Averil uses her memoir as a way of expressing her rural culture’s beliefs and customs. She does so by recreating numerous celebrations within her town, which seem to have lost their significance with time. A lot of these have a religious implication, such as the Sunday School Anniversary and Michealmas; reflecting how the foundations of Melton Mowbray were heavily based on Christianity and education.

pic of celebration
A street party in Britain during 20th Century

May 1st, or May Day, is acclaimed today as a bank holiday where workers have an elongated weekend. Averil remembers the day differently, stating ‘in the last century in my town we had a custom of getting a ‘bresh’ – generally a piece of hawthorn, decorating it with ribbons and paper’ (8). Shopkeepers would donate small gifts of decoration to those creating a ‘bresh’, before they would be paraded around the village with pride.

Ginger Frost comments on Victorian childhoods:

‘Children in both country and city also enjoyed festivals throughout the calendar year. By the nineteenth century, many formerly rowdy events had become more sedate celebrations, suitable for children. Easter was a majorly holiday because of its religious significance; children remembered having extra food… May Day was a huge affair as well, especially in smaller villages or in close knit neighbourhoods.’ (89)

The day represented a celebration of community; a day that turned neighbours into friends, a town into a family. Averil communicates the importance of such festivities within each page of her memoir, showing these annual rituals hold a valuable place in her memory, and in the heart of her town.

For Averil, personal leisure also formed an important aspect of her childhood. She comments how ‘there were no cinemas or concert halls – no radio or television – and yet I cannot remember being bored, or even thinking holidays were too long’ (21). In the summer she and other children would play ‘marbles and hopscotch’ (21) and ‘wander into the fields gathering violets’ (21). In the autumn this would change to ‘blackberrying and gathering crab apples’ (21), with rainy days resulting in talent shows and other performances for family and friends.

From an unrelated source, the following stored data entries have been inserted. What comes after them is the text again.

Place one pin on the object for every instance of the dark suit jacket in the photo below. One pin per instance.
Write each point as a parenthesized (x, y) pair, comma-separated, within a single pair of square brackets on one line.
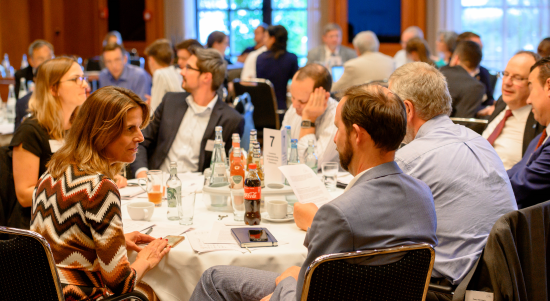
[(530, 177), (21, 107), (161, 132), (466, 91), (23, 73), (532, 127)]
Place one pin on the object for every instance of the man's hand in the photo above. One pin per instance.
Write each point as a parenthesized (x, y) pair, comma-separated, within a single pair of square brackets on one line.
[(134, 238), (316, 105), (293, 272), (304, 214)]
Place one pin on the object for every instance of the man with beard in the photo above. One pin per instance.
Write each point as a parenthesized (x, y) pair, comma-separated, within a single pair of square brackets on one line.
[(184, 122), (352, 221)]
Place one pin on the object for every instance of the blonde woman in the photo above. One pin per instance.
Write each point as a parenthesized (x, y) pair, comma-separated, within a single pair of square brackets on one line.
[(88, 242)]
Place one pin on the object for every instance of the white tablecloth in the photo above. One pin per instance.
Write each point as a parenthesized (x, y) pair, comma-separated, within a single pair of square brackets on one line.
[(179, 272)]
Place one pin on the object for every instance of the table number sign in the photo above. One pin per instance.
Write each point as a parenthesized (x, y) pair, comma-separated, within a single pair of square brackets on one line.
[(275, 155)]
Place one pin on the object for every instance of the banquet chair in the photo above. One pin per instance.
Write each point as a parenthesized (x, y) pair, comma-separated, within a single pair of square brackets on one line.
[(28, 271), (339, 277), (476, 125)]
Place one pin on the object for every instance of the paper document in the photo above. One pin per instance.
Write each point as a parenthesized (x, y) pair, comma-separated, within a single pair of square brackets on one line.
[(306, 185)]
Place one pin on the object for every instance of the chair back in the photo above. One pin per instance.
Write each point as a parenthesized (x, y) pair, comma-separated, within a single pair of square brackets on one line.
[(262, 95), (476, 125), (333, 277), (27, 267)]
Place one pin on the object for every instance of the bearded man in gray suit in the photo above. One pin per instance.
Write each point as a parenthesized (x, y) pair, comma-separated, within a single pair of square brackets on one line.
[(381, 207)]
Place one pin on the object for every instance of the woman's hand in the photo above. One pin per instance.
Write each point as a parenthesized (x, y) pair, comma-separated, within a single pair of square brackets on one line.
[(154, 252), (134, 238)]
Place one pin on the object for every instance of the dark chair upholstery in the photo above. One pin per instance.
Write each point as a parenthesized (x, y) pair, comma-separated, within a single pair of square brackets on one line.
[(28, 271), (476, 125), (334, 277), (262, 95)]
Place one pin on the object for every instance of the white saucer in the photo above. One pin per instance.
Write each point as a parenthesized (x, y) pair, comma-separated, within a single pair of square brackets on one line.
[(277, 220)]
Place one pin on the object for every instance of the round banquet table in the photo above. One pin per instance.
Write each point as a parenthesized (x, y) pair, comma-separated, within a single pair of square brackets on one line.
[(176, 276)]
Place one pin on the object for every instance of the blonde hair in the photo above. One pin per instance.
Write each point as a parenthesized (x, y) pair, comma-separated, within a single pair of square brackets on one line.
[(101, 120), (45, 107)]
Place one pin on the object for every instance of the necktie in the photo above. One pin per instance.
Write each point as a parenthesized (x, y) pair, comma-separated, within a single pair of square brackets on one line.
[(541, 140), (499, 127)]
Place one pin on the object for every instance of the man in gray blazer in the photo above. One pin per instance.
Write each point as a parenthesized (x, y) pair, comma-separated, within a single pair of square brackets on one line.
[(182, 127), (370, 65), (381, 207), (331, 52)]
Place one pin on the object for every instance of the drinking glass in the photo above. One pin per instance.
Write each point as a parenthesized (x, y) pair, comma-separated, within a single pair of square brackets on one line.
[(154, 186), (330, 172)]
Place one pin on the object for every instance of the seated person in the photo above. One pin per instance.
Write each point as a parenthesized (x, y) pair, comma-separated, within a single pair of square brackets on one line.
[(370, 65), (182, 51), (277, 64), (331, 52), (466, 91), (311, 116), (165, 77), (88, 243), (259, 34), (469, 183), (219, 41), (119, 73), (512, 125), (184, 121), (530, 177), (60, 89), (368, 215), (39, 52)]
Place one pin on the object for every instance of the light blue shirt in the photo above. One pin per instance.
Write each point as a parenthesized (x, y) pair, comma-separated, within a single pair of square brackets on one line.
[(133, 78), (470, 187)]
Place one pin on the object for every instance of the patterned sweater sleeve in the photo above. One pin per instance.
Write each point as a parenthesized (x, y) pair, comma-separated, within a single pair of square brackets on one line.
[(104, 217)]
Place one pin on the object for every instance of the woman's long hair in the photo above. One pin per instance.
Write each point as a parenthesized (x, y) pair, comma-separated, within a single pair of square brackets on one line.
[(101, 120), (281, 37), (45, 107)]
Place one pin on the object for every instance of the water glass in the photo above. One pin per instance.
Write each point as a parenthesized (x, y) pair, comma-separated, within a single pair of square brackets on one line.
[(186, 210), (330, 172), (237, 201)]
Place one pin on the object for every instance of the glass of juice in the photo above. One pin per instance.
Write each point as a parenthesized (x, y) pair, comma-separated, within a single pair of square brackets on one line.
[(154, 186)]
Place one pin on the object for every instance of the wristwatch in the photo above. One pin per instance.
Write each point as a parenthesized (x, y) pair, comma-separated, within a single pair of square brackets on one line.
[(306, 124)]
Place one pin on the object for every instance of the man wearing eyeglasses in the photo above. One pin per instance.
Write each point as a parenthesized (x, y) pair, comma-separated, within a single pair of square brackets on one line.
[(512, 125), (182, 127), (312, 114), (119, 73)]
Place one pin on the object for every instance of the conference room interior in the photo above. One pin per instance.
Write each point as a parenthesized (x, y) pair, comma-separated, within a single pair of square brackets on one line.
[(401, 149)]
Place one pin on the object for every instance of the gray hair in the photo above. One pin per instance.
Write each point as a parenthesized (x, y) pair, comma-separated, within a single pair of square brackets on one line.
[(331, 27), (418, 33), (425, 87), (366, 41), (39, 44)]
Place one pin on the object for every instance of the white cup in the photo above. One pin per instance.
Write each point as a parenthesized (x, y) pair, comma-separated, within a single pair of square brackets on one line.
[(277, 208), (141, 211)]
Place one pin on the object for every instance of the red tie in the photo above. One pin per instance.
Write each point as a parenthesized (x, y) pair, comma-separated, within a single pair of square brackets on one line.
[(499, 127), (541, 140)]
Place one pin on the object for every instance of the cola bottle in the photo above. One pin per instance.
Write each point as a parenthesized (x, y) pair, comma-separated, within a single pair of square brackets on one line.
[(252, 196)]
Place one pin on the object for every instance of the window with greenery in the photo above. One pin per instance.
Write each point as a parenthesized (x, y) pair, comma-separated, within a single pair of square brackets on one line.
[(506, 26), (239, 18)]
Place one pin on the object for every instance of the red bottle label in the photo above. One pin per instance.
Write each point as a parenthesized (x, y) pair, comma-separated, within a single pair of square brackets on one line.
[(252, 193)]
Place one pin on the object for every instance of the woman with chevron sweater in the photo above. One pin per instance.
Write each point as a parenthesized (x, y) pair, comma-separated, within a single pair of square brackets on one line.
[(76, 204)]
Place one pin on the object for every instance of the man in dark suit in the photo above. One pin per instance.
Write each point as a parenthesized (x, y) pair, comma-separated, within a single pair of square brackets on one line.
[(512, 125), (39, 51), (182, 128), (530, 177), (466, 91)]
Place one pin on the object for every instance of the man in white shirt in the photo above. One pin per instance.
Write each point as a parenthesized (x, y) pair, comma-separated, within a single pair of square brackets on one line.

She led an adventurous childhood that did not rely on anyone or anything to provide entertainment. This expresses her belief that society has changed; children and young teens no longer have to use their imagination for recreation, as modern amusements have shaped new generations into being less resourceful and proactive. Her childhood is relatable to many other families who grew up poor during this period, which ties in with her aim to write a memoir not just for herself, but for those from similar communities in the early 20th century. This reinforces the idea that she has a moral obligation to write of her class, and is a voice of the people.

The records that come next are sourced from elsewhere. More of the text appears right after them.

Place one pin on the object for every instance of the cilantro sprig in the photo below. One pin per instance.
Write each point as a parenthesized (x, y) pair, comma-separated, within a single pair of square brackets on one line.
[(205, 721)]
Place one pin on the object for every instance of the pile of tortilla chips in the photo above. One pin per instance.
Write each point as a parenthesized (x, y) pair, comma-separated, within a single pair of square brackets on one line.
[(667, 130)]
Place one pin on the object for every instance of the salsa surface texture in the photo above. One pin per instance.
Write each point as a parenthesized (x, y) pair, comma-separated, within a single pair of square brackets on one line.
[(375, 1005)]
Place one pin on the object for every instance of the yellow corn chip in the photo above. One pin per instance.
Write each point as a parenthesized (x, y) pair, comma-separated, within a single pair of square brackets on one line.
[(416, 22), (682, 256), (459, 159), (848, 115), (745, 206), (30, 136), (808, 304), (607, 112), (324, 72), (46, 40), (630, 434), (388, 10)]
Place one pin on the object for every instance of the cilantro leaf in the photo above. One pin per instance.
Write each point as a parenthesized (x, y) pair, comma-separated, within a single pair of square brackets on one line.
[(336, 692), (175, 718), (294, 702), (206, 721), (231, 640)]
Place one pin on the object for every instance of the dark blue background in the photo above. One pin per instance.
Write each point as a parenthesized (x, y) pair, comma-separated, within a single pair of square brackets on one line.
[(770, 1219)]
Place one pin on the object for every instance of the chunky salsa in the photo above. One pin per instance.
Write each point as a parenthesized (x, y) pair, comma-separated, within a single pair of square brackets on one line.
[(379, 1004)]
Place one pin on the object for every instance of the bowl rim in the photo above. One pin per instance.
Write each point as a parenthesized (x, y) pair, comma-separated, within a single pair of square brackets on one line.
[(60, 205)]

The Haigh family (Averil’s maiden name) ‘had a yearly trip to the sea side’ (14), which was ‘paid for by pennies each week’ (15). Averil travelled to various coastal locations – Lincolnshire, Skegness, Mablethorpe and Cleethorpes.

A photograph of Skegness’ pier, 1910

John K. Walton writes of the history of British seaside holidays during the 1990s, stating:

‘At the beginning of the twentieth century Britain, and England in particular, had a system of coastal resorts whose scale and complexity was unmatched anywhere else in the world… Family holidays were attainable due to ‘rising wealth, an expanding middle class, and upper working class with more disposable time and income that its counterparts elsewhere’ as well as the ‘development of a fully articulated mass transport system in the form of railways’ (1)

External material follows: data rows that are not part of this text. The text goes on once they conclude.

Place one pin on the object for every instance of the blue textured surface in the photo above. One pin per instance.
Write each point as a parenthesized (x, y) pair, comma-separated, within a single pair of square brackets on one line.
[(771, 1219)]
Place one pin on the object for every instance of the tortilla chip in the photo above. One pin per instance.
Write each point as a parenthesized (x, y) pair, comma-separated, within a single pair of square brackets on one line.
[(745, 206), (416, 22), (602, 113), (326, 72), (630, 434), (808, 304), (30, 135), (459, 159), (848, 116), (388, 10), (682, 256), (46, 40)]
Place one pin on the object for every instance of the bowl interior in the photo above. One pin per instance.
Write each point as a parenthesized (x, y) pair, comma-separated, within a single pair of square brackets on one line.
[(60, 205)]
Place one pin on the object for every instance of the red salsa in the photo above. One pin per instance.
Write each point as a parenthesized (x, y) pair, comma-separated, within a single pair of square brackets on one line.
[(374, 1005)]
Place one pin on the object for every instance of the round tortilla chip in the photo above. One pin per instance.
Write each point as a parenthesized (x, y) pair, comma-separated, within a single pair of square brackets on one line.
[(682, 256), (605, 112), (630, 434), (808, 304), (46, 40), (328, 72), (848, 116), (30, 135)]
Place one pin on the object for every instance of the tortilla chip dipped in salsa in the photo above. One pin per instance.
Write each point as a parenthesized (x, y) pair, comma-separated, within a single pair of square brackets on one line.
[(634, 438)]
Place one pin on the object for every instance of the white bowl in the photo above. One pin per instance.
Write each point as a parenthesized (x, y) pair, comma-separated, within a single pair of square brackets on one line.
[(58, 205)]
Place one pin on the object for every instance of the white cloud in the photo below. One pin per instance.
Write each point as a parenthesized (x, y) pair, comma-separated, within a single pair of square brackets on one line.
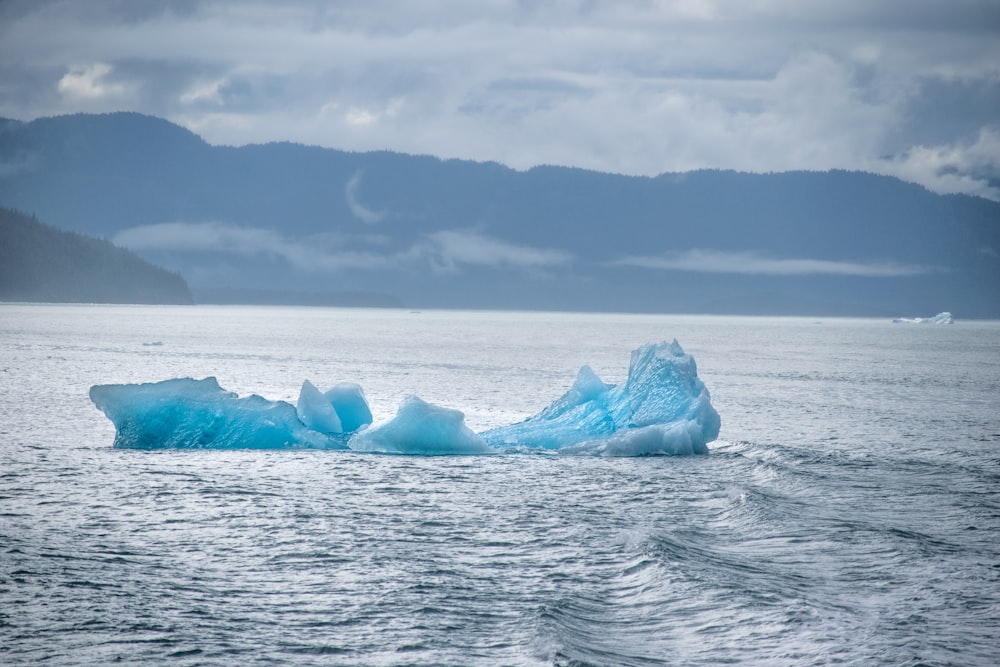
[(715, 261), (633, 87), (359, 210), (444, 251), (204, 92), (961, 167), (228, 238), (89, 82)]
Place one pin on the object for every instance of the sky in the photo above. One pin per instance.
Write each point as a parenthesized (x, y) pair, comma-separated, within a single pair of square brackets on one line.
[(909, 88)]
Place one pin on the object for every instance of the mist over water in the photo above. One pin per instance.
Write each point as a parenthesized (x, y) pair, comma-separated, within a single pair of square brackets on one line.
[(848, 513)]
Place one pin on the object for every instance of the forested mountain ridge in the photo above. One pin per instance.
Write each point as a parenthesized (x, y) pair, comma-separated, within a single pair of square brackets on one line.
[(450, 233), (41, 263)]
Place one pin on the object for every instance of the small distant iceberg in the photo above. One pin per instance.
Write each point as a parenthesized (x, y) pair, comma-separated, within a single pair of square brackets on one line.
[(940, 318), (662, 408)]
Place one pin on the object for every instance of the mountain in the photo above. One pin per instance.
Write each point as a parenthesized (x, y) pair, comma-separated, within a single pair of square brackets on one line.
[(42, 263), (284, 219)]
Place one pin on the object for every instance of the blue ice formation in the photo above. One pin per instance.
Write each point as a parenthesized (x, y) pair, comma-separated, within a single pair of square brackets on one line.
[(188, 413), (662, 408), (421, 428), (940, 318)]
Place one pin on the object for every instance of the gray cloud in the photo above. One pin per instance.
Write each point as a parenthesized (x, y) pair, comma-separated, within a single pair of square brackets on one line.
[(632, 87), (748, 263), (450, 248), (443, 251)]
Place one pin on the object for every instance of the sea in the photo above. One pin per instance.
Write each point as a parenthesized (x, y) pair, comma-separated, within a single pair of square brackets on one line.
[(848, 514)]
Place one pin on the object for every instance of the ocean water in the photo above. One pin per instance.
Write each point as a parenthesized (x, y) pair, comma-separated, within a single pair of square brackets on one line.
[(848, 514)]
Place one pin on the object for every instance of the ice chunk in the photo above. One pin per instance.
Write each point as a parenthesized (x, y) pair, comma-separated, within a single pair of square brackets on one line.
[(661, 408), (662, 391), (940, 318), (189, 413), (348, 399), (675, 439), (316, 412), (421, 428)]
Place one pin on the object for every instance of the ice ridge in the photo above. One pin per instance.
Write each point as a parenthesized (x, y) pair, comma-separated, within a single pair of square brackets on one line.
[(662, 408)]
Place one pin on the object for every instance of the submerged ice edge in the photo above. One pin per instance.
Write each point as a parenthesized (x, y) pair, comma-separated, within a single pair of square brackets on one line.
[(662, 408)]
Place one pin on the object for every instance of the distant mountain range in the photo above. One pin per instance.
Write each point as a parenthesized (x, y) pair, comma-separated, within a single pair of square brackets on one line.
[(285, 222), (45, 264)]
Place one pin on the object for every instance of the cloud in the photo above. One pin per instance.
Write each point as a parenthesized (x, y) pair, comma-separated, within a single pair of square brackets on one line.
[(443, 251), (748, 263), (359, 210), (633, 87), (89, 82), (451, 248), (970, 166), (221, 237)]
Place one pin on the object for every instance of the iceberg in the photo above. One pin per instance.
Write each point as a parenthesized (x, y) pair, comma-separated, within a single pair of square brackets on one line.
[(350, 404), (422, 428), (316, 412), (193, 414), (662, 408), (940, 318)]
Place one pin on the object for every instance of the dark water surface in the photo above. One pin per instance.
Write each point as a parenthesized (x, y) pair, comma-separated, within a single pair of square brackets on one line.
[(849, 514)]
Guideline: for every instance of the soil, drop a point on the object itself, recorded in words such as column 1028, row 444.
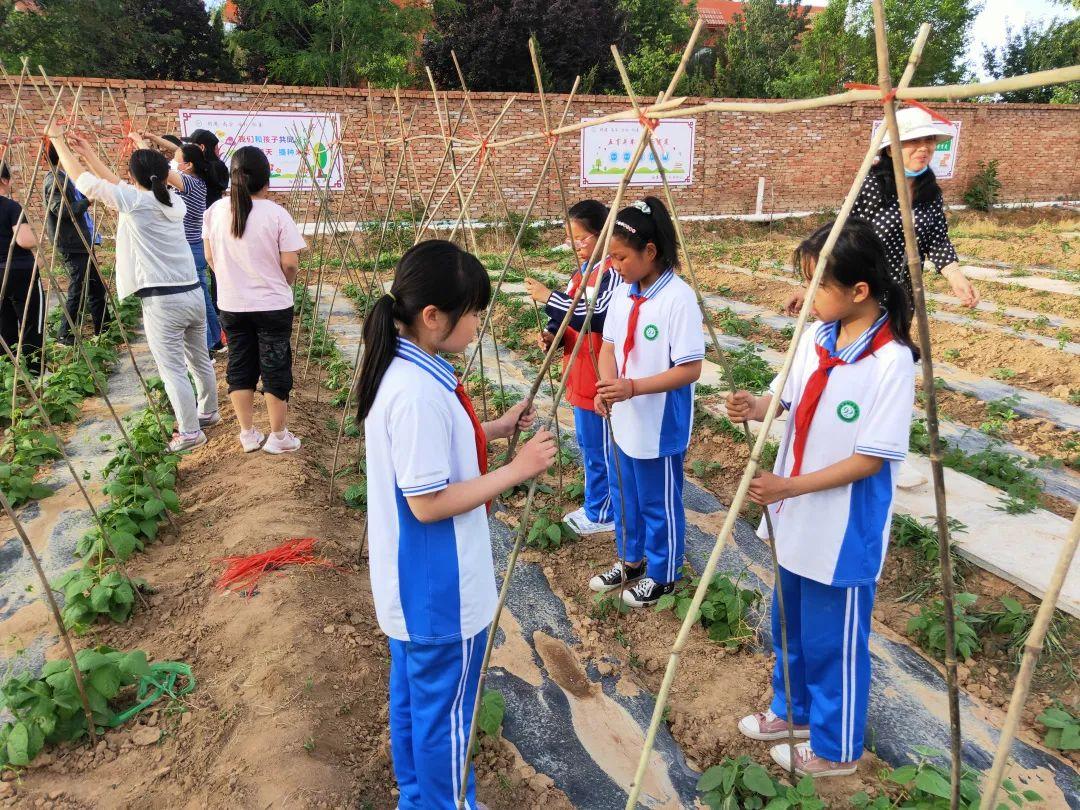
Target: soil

Using railways to travel to these various resorts reflects the country’s increasing influx of wealth and industry. It allowed families like Averil’s to experience leisure in ways middle and upper class families were accustomed to, without having to leave the country. Additionally, it leaves Averil in the division of ‘upper working class’, as those at the bottom of the spectrum would never be able to afford such holiday.


Averil Edith Thomas, Untiled, pp.26 (c. 6,500 words), Burnett Collection of Working Class Autobiography, Brunel University Library. No 1:892

Walton, John K. The British Seaside: Holidays and Resorts in the Twentieth Century. Manchester U.P., 2000. P1

Frost, Ginger S. Victorian Childhoods, Westport, CT and London: Praeger Publishers (2009) P 89 – 90.